News Release

Sodium transporter appears likely target for treating salt-sensitive hypertension

Grant and Award Announcement

Medical College of Georgia at Augusta University

Dr. Paul O'Connor, Georgia Regents University

image: Sodium transporter appears a likely target for treating salt-sensitive hypertension. view more 

Credit: Phil Jones, GRU Photographer

AUGUSTA, Ga. – Genetics and demographics likely put you at risk for salt-sensitive hypertension, and scientists are looking for a way to protect you.

The concept is that free radicals in the kidney prompt the organ to hold onto sodium rather than eliminate excess through urination. Excess sodium, in turn, increases free radical production, said Dr. Paul O'Connor, hypertension researcher in the Section of Experimental Medicine at the Medical College of Georgia at Georgia Regents University.

Blocking the hydrogen transporter HVI – best known for its role in helping immune cells produce large amounts of free radicals to kill bacteria – may stop the unhealthy, vicious cycle.

"We think HVI overexpression in the kidney fuels the production of too many free radicals, which can activate the sodium transporters to hold onto more sodium, leading to hypertension and kidney damage," O'Connor said.

With the help of a New Investigator Award from the American Heart Association and a HV1 mutant rat, he plans to find out.

Sodium helps the kidneys regulate fluid volume and blood pressure. However being older, black and obese are risk factors for holding onto too much sodium. Nearly 40 percent of blacks and 30 percent of whites with healthy blood pressure have a tendency to hold onto salt and so-called salt sensitivity occurs in nearly 75 percent of blacks and more than half of whites with hypertension.

O'Connor has found HVI in the nephrons of the kidneys where decisions are made about how much sodium to retain. And, when looking at sodium transport inside renal tubule cells, he found a drug he was using inhibited free radical production and started putting the pieces together.

O'Connor and his collaborators developed the HV1 mutant of the Dahl salt-sensitive rat, which becomes hypertensive on a high-salt diet, to test the emerging hypothesis.

"We think if HV1 is not present, you will have reduced salt sensitivity, reduced oxidative stress and reduced renal injury when you feed these animals a high-salt diet," O'Connor said.

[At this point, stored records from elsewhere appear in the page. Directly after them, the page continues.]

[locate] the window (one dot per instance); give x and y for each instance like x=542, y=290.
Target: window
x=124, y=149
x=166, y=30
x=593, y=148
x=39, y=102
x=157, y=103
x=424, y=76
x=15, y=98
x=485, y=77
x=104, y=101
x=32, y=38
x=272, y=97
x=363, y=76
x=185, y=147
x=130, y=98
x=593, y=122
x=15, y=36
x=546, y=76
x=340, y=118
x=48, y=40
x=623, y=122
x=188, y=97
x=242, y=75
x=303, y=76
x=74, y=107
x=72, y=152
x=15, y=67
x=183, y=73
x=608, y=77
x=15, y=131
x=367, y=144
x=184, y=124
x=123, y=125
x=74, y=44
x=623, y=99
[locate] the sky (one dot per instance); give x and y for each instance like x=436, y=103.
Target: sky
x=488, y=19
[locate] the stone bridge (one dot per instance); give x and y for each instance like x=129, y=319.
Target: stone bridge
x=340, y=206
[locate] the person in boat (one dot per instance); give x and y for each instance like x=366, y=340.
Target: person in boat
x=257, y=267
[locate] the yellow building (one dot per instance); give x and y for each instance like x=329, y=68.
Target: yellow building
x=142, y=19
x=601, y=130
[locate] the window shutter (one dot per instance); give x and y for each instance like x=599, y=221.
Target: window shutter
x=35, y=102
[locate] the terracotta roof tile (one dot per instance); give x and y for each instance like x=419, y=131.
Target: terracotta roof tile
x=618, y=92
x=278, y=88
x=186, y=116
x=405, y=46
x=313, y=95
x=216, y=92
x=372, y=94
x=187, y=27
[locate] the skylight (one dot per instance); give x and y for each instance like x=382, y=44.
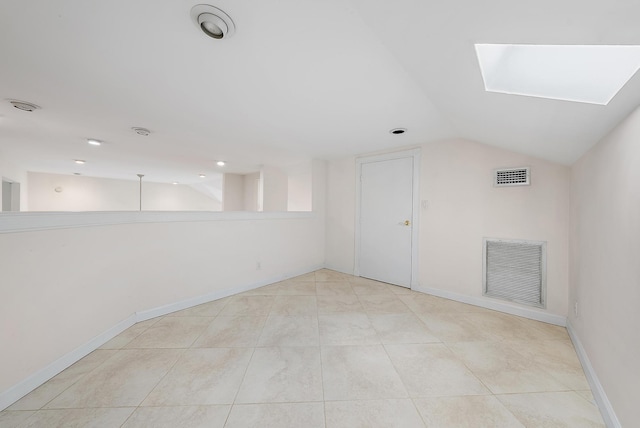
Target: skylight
x=582, y=73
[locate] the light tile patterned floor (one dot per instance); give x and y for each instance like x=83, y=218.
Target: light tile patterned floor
x=322, y=350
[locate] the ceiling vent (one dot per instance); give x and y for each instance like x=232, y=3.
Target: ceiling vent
x=515, y=270
x=512, y=177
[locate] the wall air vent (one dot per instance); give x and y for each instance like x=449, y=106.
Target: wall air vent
x=512, y=177
x=515, y=270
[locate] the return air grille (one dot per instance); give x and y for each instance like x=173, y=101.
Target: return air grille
x=512, y=177
x=515, y=271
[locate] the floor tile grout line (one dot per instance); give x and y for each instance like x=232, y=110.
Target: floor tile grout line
x=77, y=380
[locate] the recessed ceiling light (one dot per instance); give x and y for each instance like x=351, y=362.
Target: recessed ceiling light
x=213, y=21
x=581, y=73
x=24, y=105
x=141, y=131
x=398, y=131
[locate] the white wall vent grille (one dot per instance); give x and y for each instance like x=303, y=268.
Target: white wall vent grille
x=512, y=177
x=515, y=271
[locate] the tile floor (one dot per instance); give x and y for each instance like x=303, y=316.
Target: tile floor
x=322, y=350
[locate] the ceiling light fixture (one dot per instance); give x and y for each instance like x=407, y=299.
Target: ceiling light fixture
x=398, y=131
x=213, y=21
x=24, y=105
x=141, y=131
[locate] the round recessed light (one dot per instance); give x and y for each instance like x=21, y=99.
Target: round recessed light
x=213, y=21
x=24, y=105
x=141, y=131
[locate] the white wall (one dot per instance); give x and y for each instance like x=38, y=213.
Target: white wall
x=299, y=188
x=15, y=173
x=80, y=193
x=251, y=185
x=341, y=210
x=274, y=189
x=233, y=194
x=605, y=264
x=464, y=207
x=63, y=287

If he's correct, targeted treatment for salt-sensitive hypertension may emerge. "We think it might be an interesting target to help inhibit oxidative-stress related cardiovascular disease," O'Connor said.

Although free radicals are a known contributor to cardiovascular disease, antioxidants haven't proven effective therapy, said O'Connor, who would like to directly inhibit the source of free radicals rather than scavenge for them once they are formed. An estimated 1-in-50 patients in the United States develop treatment-resistant hypertension, which increases the risk of heart attack, stroke and other complications, according to studies published in the American Heart Association journal Circulation.

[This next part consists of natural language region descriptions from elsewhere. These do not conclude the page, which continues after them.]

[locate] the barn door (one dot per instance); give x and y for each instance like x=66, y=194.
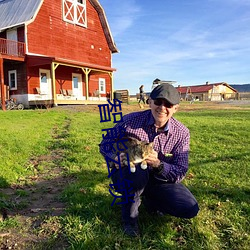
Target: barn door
x=45, y=83
x=12, y=48
x=77, y=85
x=74, y=11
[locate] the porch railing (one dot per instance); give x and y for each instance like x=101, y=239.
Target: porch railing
x=12, y=48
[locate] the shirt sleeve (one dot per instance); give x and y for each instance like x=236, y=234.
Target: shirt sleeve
x=175, y=169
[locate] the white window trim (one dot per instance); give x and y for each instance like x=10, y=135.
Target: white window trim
x=79, y=15
x=102, y=81
x=9, y=73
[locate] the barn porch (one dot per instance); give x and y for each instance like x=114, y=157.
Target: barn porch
x=61, y=91
x=10, y=51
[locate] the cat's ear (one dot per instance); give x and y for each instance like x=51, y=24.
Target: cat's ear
x=131, y=139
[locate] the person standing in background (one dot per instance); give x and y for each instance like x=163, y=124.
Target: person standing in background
x=142, y=98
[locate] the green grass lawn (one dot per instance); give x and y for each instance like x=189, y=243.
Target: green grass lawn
x=218, y=177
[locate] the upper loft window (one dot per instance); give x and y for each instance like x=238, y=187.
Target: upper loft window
x=74, y=11
x=12, y=80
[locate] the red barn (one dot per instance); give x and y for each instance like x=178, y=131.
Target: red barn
x=56, y=52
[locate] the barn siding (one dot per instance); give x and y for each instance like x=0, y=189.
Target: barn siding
x=65, y=40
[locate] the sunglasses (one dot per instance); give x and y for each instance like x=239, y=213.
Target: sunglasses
x=159, y=102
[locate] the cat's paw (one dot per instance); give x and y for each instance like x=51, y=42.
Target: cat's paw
x=144, y=166
x=132, y=169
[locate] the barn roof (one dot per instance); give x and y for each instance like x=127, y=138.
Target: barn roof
x=18, y=12
x=201, y=88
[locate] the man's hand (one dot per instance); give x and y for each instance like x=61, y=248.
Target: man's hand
x=152, y=160
x=122, y=158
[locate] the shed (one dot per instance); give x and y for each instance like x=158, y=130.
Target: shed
x=208, y=92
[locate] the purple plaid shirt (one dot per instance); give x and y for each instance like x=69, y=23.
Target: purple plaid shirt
x=172, y=144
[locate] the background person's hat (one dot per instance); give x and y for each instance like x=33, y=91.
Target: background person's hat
x=166, y=91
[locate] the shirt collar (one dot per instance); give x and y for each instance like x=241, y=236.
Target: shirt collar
x=151, y=122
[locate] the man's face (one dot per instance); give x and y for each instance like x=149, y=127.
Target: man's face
x=162, y=110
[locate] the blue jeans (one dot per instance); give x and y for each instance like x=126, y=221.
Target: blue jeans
x=168, y=198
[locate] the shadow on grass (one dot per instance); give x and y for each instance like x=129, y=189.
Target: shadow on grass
x=92, y=223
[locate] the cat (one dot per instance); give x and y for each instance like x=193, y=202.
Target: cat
x=137, y=151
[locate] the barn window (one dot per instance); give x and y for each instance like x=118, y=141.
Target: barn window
x=102, y=86
x=74, y=11
x=12, y=80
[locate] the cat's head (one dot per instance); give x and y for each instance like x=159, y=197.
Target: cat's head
x=147, y=148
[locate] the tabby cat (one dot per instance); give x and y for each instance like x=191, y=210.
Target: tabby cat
x=137, y=151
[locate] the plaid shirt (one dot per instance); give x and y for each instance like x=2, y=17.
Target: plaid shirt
x=172, y=144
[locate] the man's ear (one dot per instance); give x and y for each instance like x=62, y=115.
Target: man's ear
x=149, y=101
x=176, y=107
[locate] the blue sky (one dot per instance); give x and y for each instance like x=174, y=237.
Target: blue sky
x=188, y=41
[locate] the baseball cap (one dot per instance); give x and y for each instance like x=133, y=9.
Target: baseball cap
x=166, y=91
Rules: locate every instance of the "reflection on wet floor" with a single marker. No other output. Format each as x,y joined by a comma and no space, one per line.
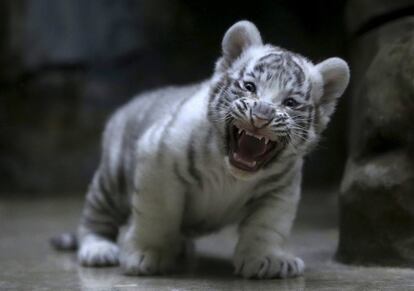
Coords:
28,263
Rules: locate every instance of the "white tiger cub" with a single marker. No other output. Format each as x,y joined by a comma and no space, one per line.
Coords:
185,161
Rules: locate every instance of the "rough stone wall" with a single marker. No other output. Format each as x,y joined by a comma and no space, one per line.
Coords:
377,193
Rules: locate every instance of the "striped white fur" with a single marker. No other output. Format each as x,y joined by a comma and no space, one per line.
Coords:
167,168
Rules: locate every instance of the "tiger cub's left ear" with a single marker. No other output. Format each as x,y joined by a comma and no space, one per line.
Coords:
335,79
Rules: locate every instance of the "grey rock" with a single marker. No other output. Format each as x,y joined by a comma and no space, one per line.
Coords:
360,13
377,195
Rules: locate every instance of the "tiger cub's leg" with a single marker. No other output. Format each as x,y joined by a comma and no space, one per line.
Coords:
101,219
153,241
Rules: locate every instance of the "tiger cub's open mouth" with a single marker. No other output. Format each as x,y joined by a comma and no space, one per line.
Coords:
249,149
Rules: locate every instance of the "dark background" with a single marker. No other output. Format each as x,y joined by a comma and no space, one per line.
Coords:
66,65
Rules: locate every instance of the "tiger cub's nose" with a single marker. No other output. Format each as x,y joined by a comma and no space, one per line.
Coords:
262,114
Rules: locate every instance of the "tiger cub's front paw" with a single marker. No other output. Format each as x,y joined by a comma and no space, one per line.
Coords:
147,262
98,253
268,266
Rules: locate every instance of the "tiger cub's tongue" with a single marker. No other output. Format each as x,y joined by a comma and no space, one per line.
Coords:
249,147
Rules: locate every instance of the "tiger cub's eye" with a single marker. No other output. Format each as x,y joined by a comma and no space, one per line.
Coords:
290,102
249,86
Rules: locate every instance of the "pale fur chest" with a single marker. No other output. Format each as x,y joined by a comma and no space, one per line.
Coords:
219,201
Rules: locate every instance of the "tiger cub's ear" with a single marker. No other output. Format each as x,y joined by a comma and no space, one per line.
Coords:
335,79
238,37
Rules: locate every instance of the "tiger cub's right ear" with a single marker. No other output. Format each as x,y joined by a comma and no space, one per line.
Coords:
238,38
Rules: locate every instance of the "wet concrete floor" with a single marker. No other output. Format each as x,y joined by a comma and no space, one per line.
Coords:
28,263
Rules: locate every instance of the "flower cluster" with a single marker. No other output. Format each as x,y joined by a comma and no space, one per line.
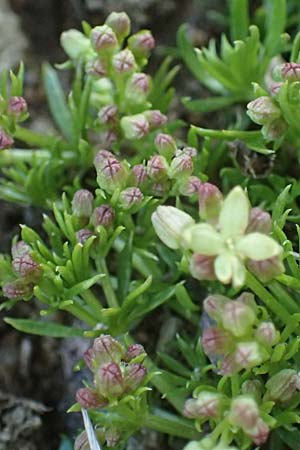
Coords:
234,236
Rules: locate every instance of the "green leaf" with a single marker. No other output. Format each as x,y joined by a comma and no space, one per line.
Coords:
57,102
43,328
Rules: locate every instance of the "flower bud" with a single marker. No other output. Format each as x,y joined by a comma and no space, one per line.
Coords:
5,140
133,351
82,203
17,106
238,317
165,145
214,305
107,349
202,267
206,405
103,215
134,376
259,221
248,354
190,186
263,110
83,235
210,202
157,167
109,380
135,127
290,71
259,433
282,386
108,115
131,197
119,22
169,223
103,39
267,269
137,87
17,290
141,43
267,334
216,341
155,118
26,267
244,412
74,43
181,166
89,398
124,62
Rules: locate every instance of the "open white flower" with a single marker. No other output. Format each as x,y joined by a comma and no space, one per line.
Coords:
228,241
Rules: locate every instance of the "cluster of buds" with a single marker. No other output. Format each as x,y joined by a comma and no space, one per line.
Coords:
234,337
26,270
234,236
117,372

HV1 was discovered in 2006 in immune cells where is helps ensure the proper activity of the enzyme NADPH oxidase, which actually produces free radicals. It's now been found in a variety of cell types, and scientists are exploring its potential role in maladies such as ischemic stroke and cancer. O'Connor notes that his HIV mutant rats do not appear to have a compromised immune system.

O'Connor joined the MCG faculty in 2011.